Letter from the Editor: Hurricane Sandy

By: Elizabeth Wong

It’s often easy to forget that we’re connected to the rest of the world after living on Franciscan University’s campus for a while.

Our lives are school-centered: our daylight hours are filled with classes and extracurricular activities, and our evening hours are usually filled with homework, hanging out, and sleeping. Our meals are provided by the caf, most of us live in the residence halls or the Assisi Heights, and having a strong Catholic university with many chapels on campus, Mass is practically on our doorstep. We are very fortunate.

It’s also easy to get wrapped up in our own problems and forget that there is a lot going on in the world down the Hill. Sure, there are the stresses of midterms, the trials of repetitive caf recipes, and the noisy neighbors who violate quiet hours every night. But there is actually a lot more outside our university that should receive our attention.

For example: Hurricane Sandy and its aftermath. For many people on the East Coast, this is likely the most traumatizing thing that has ever happened to them. Just look at the news and see the growing numbers of missing people, destroyed homes, and death tolls. Until now, Hurricane Katrina was viewed as one of the worst storms in recent history, and now Sandy is being compared to it.

I don’t mean for this to be overly depressing, but these are the facts. Peoples’ whole homes, which many of them had spent their entire lives building, were destroyed in a matter of minutes. If it wasn’t flooding, it may have been the enormous fires that sparked from electrical problems. I heard one story of a firefighter whose own house was destroyed in the very flames he was fighting in order to protect his neighborhood.

If it wasn’t actual property loss, many people are still suffering from power outages. This is more than a lack of internet: this is a lack of heating for their homes, no way to heat up their meals, and no lighting for when the sun sets. One New York woman who was interviewed on the news emphasized how “very quiet” her apartment was after dark: no source of sounds, and complete darkness.

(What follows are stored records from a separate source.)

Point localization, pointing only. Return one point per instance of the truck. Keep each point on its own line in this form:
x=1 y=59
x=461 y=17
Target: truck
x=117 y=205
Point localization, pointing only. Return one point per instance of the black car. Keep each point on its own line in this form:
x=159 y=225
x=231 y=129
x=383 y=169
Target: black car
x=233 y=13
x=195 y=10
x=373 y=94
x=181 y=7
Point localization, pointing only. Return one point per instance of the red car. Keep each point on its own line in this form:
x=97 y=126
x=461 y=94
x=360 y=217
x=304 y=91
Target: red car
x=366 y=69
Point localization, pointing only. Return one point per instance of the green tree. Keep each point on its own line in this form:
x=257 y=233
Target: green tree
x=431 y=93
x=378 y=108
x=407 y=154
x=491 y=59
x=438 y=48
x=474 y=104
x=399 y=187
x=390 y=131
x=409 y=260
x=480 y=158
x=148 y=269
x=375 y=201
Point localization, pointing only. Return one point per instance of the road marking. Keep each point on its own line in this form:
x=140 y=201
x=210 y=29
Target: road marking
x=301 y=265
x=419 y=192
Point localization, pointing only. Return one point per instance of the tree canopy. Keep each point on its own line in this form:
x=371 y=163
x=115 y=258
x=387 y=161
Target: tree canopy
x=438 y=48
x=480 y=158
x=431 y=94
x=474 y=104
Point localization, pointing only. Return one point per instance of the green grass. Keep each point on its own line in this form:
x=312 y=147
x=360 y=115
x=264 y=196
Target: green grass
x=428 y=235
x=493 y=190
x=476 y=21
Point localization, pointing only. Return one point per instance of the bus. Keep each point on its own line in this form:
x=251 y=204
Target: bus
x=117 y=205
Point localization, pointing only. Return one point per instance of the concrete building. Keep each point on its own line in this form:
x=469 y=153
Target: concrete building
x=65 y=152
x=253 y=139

For others, it comes down to inconveniences that are not quite so bad, but practically speaking, make life very difficult. In New Jersey, for instance, many trees are down, causing excessive property damage.

With all of this in mind, how can we complain that our comfy college student lives are so difficult? It’s easy to forget that others suffer hardships worse that what we have to deal with, until it hits closer to home. We have a number of students who are from the areas hit very hard, and it was doubtlessly hard to go home for fall break only to be surrounded by damage.

As the victims of the hurricane begin to rebuild their lives, we can do many things to help. We can send money to relief efforts such as American Red Cross (www.redcross.org/Hurricane_Aid). We can volunteer our efforts if we’re ever in the areas that were affected. But most of all we can pray for the people who have been affected, for the souls of those who lost their lives, and for the continued efforts to rebuild the homes and neighborhoods.